Calculating eigenvalues for a $3 \times 3$ matrix without solving a cubic

Question

---

I am trying to find the eigenvalue for question (h), however I am unable to factor out and find the eigenvalues(roots) after I take the determinant of the characteristic equation.

Let $x$ be an eigenvalue.
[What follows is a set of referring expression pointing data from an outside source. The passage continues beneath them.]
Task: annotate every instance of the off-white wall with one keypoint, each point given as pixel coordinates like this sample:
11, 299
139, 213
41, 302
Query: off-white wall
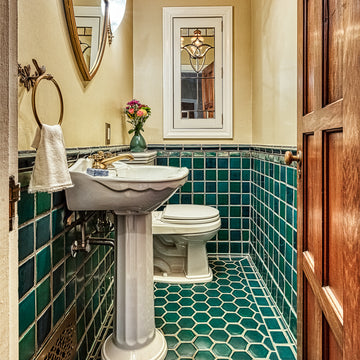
273, 25
43, 35
148, 85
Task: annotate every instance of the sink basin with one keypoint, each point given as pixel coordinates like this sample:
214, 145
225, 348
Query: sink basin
132, 192
129, 189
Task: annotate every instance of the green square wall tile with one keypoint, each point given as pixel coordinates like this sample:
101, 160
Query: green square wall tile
58, 279
26, 312
43, 202
58, 198
27, 345
43, 296
26, 207
223, 187
43, 263
174, 162
58, 308
26, 241
42, 231
210, 175
223, 175
199, 199
58, 249
198, 163
57, 221
71, 267
235, 186
26, 277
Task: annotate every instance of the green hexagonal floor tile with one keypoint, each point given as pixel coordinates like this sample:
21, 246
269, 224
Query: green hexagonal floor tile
186, 323
201, 317
219, 335
238, 343
221, 350
203, 343
254, 336
202, 329
186, 349
204, 355
258, 351
186, 335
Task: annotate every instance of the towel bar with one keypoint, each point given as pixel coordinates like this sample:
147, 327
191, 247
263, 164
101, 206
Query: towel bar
51, 78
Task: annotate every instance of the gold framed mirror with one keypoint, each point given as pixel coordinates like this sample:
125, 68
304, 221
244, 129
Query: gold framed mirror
88, 22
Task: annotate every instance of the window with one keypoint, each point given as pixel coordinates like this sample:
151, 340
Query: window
197, 72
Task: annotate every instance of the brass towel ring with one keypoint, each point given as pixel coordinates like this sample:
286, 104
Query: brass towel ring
47, 77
I am left with $$(-2-x)((1-x)(6-x)-4)-2(2(6-x)-2)+(4-(1-x))=0.$$

As for hint: says do not expand to try and solve the resulting cubic, I am looking for help on how to factorize this question so I do not need to solve a cubic polynomial

Anyway the correct answer for the eigenvalues are $x_1=1$, $x_2=-3$ and $x_3=7$.

Answer 1

Since the equation is $$ \left( { - 2 - x} \right)\left[ {\left( {1 - x} \right)\left( {6 - x} \right) - 4} \right] - 2\left[ {2\left( {6 - x} \right) - 2} \right] + 4 - \left( {1 - x} \right) = 0 $$ you get $$ \left( { - 2 - x} \right)\left( {1 - x} \right)\left( {6 - x} \right) - 4\left( { - 2 - x} \right) - 4\left( {6 - x} \right) + 8 - \left( {1 - x} \right) = 0 $$ thus $$ \left( { - 2 - x} \right)\left( {1 - x} \right)\left( {6 - x} \right) - 4\left[ {\left( { - 2 - x} \right) + \left( {6 - x} \right) - 2} \right] - (1 - x) = 0 $$ and so $$ \left( { - 2 - x} \right)\left( {1 - x} \right)\left( {6 - x} \right) - 9\left( {1 - x} \right) = 0 $$ and finally $$ \left( {1 - x} \right)\left[ {\left( { - 2 - x} \right)\left( {6 - x} \right) - 9} \right] = 0 $$ Now it is easy since you have $x^2-4x-21=0$ which has the solutions $x=7$ and $x=-3$.

Answer 2

$$A= \left[ \begin{array}{} -2&2&1\\ 2&1&2\\ 1&2&6 \end{array} \right] \iff det(A-\lambda I) = \left| \begin{array}{} -2-\lambda&2&1\\ 2&1-\lambda&2\\ 1&2&6-\lambda \end{array} \right|$$

$\\$

$$\left| \begin{array}{} -2-\lambda&2&1\\ 2&1-\lambda&2\\ 1&2&6-\lambda \end{array} \right| \iff \left| \begin{array}{} -2-\lambda&2&1\\ 0&-3-\lambda&-10+2\lambda\\ 1&2&6-\lambda \end{array} \right|$$

$\\$

$$ \iff \left| \begin{array}{} 0&6+2\lambda&1+(6-\lambda)(2+\lambda)\\ 0&-3-\lambda&-10+2\lambda\\ 1&2&6-\lambda \end{array} \right| \iff \left| \begin{array}{} 6+2\lambda&1+(6-\lambda)(2+\lambda)\\ -3-\lambda&-10+2\lambda \end{array} \right|$$

$\\$

$$ \iff 4(3+\lambda)(-5+\lambda)+(3+\lambda)+(3+\lambda)(6-\lambda)(2+\lambda)$$

$\\$

$$ \iff (3+\lambda)[4(-5+\lambda)+1+(6-\lambda)(2+\lambda)]$$

$\\$

$$ \iff (3+\lambda)[-20+4\lambda+1+12+6\lambda-2\lambda-\lambda^2]$$

$\\$

$$ \iff (3+\lambda)[-7+8\lambda-\lambda^2]$$

$\\$

$$ \iff -(3+\lambda)(\lambda-7)(\lambda-1)$$

Now it is easy to solve: $$-(3+\lambda)(\lambda-7)(\lambda-1)=0,$$

i.e we have $\lambda_1=-3, \lambda_2=7, \lambda_3=1$.